Tan(x+pi) + 2sin(x+pi)=0can you help prove this and make the left side equal the right?

Mathematics
1 answer:
vladimir1956 [14]3 years ago
5 0

This is not an identity but an equation. You're supposed to find the values of x for which this is true.

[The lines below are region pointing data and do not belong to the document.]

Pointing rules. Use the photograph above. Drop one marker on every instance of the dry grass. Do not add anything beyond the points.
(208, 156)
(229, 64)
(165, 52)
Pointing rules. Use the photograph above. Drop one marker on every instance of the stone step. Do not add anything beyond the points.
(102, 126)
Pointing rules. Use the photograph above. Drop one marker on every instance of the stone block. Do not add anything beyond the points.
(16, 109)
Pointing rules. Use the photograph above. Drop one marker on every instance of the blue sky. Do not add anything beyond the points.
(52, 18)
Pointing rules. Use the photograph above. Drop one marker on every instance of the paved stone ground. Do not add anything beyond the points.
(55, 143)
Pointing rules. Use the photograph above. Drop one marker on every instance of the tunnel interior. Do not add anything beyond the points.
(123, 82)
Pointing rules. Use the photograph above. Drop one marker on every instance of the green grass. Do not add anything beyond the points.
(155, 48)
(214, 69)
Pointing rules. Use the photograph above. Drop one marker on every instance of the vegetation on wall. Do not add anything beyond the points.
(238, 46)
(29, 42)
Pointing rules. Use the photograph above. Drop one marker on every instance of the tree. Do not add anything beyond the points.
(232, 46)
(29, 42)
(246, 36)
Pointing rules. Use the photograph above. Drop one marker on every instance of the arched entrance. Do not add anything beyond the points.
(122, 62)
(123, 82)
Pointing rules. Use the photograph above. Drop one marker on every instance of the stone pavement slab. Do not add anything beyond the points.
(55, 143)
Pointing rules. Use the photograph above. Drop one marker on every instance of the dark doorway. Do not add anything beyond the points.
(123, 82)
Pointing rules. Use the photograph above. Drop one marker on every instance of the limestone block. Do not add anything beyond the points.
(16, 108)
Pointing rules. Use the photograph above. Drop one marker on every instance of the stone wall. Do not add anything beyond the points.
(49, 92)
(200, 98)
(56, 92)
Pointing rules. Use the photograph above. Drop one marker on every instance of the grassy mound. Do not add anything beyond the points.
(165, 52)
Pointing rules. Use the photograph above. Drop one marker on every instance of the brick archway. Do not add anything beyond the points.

It is *not* true for all values of x.

To see why:

\tan x has period \pi, which means \tan(x+\pi)=\tan x.

The angle sum identity for \sin x says that

\sin(x+\pi)=\sin x\cos \pi+\cos x\sin\pi=-\sin x

So

\tan(x+\pi)+2\sin(x+\pi)=\tan x-2\sin x

By definition of \tan x,

\tan x=\dfrac{\sin x}{\cos x}

and so

\tan x-2\sin x=\sin x\left(\dfrac1{\cos x}-2\right)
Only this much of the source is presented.